Martin Blessing’s history at Commerzbank gives him stellar connections to Germany’s Mittelstand entrepreneurs, but the German lender is also known as a corporate lender in Brazil and Asia, for example. Put simply, Blessing brings a heftier network to the table than Zeltner, who spent a good part of his time engaged in bitter turf wars instead of schmoozing with the great and the good.

2. Propping Up Profits

UBS’ wealth management supertanker delivers fat profits, quarter for quarter. But Switzerland’s biggest bank isn’t immune to the whammies facing the wider industry: margins are sinking, commissions are down because clients are nervous about jumping back into stock and bond markets, spending on regulation has soared, and more nimble digital players threaten to eat the traditional industry’s lunch.

Not surprising perhaps that Zeltner one year ago said UBS didn’t actually want more net new money, because he wasn’t sure how to squeeze a profit out of it. And so be it: UBS has regularly been surpassed in new money growth – a closely-watched indicator for future revenue – by the more aggressive Julius Baer and Credit Suisse.

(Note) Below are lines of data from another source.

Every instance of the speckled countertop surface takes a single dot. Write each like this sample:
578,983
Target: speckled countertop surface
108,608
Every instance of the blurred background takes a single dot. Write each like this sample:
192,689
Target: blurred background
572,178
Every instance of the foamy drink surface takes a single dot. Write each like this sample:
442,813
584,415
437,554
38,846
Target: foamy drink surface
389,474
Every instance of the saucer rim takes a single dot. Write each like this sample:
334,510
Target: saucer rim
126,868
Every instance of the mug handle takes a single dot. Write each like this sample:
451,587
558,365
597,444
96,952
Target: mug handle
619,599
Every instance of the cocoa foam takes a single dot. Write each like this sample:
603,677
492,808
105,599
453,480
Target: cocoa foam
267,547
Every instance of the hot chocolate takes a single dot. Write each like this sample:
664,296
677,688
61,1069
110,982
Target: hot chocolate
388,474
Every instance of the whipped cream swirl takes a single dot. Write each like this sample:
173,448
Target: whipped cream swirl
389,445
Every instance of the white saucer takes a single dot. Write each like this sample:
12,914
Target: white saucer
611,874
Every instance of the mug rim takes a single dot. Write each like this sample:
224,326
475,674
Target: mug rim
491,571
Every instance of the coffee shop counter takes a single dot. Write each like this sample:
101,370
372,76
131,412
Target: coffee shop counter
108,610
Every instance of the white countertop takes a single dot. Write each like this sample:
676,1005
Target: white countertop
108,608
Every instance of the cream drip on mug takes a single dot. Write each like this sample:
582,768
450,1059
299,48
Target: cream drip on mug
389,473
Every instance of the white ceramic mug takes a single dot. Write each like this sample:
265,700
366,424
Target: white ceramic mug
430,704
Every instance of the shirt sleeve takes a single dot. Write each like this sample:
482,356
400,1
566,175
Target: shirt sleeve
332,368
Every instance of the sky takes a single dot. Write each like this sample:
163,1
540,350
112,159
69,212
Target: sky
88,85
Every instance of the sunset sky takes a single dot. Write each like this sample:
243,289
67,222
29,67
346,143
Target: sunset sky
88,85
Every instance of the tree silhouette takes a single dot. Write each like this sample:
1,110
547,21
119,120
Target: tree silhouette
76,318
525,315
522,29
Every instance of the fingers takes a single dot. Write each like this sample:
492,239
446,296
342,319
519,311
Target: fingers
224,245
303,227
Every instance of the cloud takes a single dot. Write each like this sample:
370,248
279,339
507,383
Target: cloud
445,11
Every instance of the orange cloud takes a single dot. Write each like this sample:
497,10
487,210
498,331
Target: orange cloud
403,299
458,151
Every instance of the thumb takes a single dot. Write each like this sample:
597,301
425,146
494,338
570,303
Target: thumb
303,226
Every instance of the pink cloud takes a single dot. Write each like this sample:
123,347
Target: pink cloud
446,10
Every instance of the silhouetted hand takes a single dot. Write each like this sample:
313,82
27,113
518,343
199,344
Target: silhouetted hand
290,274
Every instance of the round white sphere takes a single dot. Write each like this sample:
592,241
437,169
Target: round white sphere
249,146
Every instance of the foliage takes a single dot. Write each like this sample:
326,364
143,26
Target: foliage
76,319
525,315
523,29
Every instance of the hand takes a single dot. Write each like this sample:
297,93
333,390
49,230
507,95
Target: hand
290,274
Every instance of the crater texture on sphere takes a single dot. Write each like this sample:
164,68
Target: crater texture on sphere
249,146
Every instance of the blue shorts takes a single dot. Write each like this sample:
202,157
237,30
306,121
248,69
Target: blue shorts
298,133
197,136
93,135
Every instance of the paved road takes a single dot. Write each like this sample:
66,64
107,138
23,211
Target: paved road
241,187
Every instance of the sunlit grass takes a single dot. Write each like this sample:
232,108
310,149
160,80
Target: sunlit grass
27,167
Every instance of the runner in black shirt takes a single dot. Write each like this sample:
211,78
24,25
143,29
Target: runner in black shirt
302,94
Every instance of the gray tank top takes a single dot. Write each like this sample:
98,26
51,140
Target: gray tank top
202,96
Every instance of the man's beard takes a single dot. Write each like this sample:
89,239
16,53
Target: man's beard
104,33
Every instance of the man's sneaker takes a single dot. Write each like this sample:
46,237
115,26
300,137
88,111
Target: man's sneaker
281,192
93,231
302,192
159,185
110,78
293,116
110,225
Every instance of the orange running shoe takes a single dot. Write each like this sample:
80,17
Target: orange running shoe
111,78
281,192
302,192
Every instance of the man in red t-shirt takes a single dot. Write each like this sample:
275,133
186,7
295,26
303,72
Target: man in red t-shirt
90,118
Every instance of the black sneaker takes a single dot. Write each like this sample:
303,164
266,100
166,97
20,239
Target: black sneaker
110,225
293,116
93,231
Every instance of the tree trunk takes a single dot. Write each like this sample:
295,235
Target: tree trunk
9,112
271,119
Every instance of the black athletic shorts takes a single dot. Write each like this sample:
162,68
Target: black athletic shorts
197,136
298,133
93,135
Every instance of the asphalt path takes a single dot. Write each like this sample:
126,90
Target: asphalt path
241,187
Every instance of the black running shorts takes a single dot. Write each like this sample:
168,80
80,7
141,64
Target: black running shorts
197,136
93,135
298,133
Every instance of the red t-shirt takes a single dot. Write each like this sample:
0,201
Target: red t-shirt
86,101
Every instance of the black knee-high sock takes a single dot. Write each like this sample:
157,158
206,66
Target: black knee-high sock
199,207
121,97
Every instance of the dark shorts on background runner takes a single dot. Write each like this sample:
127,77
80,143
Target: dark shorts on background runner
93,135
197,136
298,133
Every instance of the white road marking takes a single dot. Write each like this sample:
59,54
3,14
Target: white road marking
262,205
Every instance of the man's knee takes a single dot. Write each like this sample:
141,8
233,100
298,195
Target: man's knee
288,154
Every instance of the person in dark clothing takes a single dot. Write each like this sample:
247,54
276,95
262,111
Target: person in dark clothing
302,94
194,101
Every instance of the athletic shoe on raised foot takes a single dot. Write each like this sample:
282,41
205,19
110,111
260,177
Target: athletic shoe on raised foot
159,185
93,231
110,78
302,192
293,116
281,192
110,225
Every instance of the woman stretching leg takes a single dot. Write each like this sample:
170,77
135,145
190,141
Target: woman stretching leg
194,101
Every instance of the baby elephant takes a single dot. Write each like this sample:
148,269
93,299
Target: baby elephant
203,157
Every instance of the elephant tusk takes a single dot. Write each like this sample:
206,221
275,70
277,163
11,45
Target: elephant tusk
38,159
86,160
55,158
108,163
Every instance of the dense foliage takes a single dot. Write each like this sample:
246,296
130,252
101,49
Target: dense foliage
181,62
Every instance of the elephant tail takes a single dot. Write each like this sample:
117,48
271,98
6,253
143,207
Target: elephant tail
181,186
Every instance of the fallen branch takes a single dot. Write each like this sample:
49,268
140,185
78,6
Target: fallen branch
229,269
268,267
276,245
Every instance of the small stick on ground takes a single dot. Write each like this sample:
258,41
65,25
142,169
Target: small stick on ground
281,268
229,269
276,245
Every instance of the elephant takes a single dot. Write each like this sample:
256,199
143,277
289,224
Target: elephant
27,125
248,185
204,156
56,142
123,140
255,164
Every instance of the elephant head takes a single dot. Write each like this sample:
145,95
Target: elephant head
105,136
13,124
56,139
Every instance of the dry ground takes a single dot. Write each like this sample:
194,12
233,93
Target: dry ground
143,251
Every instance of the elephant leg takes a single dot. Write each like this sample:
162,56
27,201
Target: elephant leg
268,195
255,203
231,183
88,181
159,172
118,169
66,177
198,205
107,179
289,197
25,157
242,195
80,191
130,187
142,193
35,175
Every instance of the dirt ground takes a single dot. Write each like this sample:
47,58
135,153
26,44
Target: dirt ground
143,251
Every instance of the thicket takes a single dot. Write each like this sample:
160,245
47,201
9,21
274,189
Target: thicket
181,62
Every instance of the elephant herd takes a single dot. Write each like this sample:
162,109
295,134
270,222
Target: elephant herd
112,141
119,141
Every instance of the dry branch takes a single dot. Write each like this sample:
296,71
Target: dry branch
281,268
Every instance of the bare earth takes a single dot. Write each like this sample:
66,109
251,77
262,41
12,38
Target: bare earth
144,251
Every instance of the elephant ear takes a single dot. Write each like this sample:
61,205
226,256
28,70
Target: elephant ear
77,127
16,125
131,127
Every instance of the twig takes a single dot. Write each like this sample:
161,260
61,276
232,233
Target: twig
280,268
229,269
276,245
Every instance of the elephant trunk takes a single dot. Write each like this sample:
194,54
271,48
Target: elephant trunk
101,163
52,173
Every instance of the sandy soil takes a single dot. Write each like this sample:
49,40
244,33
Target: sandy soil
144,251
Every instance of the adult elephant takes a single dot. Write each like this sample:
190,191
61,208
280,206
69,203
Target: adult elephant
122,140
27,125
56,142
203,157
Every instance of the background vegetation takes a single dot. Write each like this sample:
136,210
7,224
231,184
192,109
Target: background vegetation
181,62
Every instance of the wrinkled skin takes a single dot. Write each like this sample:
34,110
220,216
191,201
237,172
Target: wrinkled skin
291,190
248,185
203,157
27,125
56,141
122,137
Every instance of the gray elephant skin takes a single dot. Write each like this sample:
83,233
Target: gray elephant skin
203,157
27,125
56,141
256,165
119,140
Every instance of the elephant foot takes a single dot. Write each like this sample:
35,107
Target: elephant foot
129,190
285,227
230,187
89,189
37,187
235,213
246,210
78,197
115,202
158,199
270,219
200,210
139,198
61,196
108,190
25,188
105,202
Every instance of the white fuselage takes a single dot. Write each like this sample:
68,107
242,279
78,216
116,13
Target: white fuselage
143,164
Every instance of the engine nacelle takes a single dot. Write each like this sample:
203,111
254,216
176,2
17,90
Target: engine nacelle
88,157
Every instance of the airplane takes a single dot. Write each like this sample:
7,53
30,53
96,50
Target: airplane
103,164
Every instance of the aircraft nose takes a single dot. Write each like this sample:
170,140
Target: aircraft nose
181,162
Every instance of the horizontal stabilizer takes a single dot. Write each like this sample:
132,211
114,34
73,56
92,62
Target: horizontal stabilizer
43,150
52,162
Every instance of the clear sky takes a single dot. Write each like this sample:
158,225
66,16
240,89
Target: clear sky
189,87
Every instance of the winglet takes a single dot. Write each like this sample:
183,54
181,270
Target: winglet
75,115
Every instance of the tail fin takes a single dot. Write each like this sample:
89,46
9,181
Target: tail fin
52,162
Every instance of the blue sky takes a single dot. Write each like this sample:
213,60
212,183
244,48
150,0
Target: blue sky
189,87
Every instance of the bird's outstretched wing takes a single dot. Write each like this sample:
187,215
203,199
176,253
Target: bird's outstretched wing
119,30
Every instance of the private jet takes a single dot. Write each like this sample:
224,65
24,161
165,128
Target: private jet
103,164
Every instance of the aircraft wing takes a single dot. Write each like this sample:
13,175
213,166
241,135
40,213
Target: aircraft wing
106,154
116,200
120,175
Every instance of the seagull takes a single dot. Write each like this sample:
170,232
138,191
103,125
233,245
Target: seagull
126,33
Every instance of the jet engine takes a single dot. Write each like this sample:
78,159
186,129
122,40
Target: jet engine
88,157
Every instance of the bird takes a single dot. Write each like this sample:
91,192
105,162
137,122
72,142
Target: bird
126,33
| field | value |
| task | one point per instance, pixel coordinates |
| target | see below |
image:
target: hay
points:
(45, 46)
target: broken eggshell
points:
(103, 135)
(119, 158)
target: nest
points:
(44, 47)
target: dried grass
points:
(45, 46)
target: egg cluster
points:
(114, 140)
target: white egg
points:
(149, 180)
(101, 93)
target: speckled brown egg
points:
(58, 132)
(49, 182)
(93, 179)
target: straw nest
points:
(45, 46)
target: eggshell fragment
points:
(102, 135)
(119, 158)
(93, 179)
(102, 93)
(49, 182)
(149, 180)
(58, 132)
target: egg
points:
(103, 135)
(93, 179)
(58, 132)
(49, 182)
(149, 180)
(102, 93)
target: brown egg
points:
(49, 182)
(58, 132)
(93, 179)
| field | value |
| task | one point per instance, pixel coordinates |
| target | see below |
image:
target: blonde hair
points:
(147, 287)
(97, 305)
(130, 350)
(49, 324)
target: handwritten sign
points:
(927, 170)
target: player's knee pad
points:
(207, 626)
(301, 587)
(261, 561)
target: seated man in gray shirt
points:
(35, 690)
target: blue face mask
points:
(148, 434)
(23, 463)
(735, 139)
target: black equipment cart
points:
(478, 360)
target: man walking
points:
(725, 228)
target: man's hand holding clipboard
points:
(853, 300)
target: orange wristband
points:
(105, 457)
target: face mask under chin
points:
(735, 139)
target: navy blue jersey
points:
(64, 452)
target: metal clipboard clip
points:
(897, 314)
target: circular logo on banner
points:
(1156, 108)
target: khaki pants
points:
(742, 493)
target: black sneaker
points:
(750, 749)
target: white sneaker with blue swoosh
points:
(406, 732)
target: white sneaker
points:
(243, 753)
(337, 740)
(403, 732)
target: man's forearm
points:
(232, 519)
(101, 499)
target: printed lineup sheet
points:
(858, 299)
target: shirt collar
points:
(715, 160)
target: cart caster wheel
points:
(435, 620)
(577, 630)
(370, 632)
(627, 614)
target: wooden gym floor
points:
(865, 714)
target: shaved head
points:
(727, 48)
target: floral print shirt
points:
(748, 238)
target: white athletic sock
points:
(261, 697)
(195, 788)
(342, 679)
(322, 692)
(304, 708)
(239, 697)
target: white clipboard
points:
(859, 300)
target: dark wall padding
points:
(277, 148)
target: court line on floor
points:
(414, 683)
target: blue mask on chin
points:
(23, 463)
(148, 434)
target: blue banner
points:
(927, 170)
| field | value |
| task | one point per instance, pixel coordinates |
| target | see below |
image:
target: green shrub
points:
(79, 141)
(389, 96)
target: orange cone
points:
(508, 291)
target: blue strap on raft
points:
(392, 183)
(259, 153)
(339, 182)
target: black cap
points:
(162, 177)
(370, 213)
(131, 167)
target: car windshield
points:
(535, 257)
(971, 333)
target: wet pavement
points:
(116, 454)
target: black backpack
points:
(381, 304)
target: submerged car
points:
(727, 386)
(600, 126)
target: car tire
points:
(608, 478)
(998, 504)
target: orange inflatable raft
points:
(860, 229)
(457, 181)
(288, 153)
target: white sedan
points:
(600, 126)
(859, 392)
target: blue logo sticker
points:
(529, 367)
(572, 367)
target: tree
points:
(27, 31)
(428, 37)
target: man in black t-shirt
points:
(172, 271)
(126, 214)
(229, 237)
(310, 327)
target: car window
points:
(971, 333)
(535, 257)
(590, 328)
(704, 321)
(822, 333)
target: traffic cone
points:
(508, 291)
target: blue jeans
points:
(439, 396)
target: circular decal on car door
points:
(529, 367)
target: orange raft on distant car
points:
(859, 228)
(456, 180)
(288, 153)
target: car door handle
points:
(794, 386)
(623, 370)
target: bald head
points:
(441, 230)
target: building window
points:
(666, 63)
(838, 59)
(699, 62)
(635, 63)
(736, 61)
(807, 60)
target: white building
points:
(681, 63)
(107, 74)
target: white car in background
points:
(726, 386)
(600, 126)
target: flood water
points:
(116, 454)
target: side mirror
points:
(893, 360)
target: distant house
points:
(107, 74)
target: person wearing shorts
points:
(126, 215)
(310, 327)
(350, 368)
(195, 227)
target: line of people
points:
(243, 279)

Private banking profitability will probably never reach the dreamy levels outlined in its 2012 restructuring, but UBS needs to either keep slashing spending, lift profitability per client, or bolster volume. Should it manage to do so, it has the basis for further growth with a newly-unified platform.

3. Digitization

The 54-year-old Blessing may not be right out of Silicon Valley, but he nevertheless has a lot to offer: as Commerzbank boss, he oversaw the positioning of subsidiaries Comdirect, an online bank, and Poland’s M-Bank, which is seen as a leader in European digital finance.